Po ewentualnym odejściu Griezmanna Atletico będzie musiało wzmocnić formację ataku. Najpoważniejszym kandydatem do zastąpienia Francuza jest Edinson Cavani. Co prawda w PSG Urugwajczyk ma kontrakt aż do 2022 roku, ale nie jest tajemnicą, że we Francji nie czuje się już najlepiej. Zwolennikiem transferu Cavaniego do Atletico jest sam trener finalisty tegorocznej Ligi Europy Diego Simeone.
Lukę po Urugwajczyku ma wypełnić właśnie Robert Lewandowski. Transfer Polaka do francuskiego giganta ma ułatwić obecny menedżer Polaka Pini Zahavi. Izraelczyk ma świetne relacje z szefem PSG Nasserem Al-Khelaifim. Zahavi doprowadził także do transferu Neymara z Barcelony do PSG za 222 miliony euro.
Jeśli Lewandowski rzeczywiście trafi do Paryża, to Bayern Monachium będzie musiał poszukać następcy.

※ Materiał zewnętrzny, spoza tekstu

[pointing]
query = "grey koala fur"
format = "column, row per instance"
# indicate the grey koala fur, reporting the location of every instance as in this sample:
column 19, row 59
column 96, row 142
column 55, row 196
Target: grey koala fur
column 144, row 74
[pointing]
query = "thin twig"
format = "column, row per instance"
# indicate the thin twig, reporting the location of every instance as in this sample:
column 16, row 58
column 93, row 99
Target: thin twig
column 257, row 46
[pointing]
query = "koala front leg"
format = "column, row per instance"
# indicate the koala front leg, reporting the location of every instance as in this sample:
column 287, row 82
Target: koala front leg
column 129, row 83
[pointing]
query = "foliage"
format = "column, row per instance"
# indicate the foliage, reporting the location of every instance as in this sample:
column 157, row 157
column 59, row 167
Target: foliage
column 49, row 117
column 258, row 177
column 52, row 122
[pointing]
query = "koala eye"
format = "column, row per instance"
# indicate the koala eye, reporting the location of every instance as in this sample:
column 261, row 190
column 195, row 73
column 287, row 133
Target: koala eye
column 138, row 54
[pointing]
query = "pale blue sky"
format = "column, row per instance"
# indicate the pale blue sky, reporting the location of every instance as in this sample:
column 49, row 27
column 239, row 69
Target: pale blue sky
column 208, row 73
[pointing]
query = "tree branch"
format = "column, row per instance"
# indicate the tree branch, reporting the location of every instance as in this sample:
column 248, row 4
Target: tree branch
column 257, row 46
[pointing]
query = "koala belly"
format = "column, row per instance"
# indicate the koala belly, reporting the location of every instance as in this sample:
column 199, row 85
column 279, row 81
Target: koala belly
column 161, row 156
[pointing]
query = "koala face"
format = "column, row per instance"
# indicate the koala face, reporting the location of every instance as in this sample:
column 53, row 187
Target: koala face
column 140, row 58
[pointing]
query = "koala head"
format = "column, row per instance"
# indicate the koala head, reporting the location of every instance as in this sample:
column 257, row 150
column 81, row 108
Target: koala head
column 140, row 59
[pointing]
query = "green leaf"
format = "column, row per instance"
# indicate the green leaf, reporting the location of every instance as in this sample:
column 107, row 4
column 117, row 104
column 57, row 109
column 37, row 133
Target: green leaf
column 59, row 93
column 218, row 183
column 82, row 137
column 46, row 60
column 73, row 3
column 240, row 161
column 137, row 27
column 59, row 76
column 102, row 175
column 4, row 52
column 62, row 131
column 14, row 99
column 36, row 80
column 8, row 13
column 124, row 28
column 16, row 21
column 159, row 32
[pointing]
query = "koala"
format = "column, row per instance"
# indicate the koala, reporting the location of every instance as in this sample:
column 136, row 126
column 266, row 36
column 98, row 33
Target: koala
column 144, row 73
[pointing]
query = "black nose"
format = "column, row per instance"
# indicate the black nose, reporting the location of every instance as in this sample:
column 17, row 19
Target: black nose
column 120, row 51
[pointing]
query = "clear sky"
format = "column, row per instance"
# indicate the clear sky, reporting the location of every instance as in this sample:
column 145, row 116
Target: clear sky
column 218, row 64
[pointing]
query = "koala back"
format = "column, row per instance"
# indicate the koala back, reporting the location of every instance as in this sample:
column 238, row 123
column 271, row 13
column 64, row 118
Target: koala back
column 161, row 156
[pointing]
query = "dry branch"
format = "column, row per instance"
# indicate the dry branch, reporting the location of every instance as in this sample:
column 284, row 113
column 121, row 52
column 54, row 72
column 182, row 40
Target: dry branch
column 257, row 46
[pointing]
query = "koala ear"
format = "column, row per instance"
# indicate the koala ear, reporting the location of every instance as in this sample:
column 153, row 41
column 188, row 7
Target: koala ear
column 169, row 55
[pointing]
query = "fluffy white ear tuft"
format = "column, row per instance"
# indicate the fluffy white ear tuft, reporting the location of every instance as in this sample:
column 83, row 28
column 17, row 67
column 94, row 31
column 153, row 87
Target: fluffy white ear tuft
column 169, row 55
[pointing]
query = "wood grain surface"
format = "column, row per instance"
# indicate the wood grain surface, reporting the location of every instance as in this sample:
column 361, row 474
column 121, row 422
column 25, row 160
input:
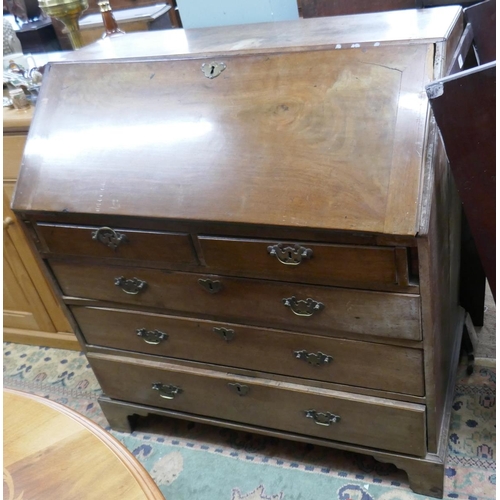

Pojawiają się głośne nazwiska jak Paulo Dybala z Juventusu Turyn, Harry Kane z Tottenhamu Hotspur czy Roberto Firmino z Liverpool FC. Problem polega jednak na tym, że za takich piłkarzy trzeba będzie zapłacić bardzo duże pieniądze, a szefowie Bayernu nie są skłonni, w odróżnieniu od innych europejskich potęg, do wydawania gigantycznych pieniędzy na transfery.
Być może spróbują zatem sprowadzić nieco tańszego piłkarza jak np. Alvaro Morata. Po przejściu z Realu do Chelsea FC Hiszpan nie czuje się najlepiej w Anglii i zapewne chciałby zmienić otoczenie. Moratą interesują się jednak również szefowie Juventusu.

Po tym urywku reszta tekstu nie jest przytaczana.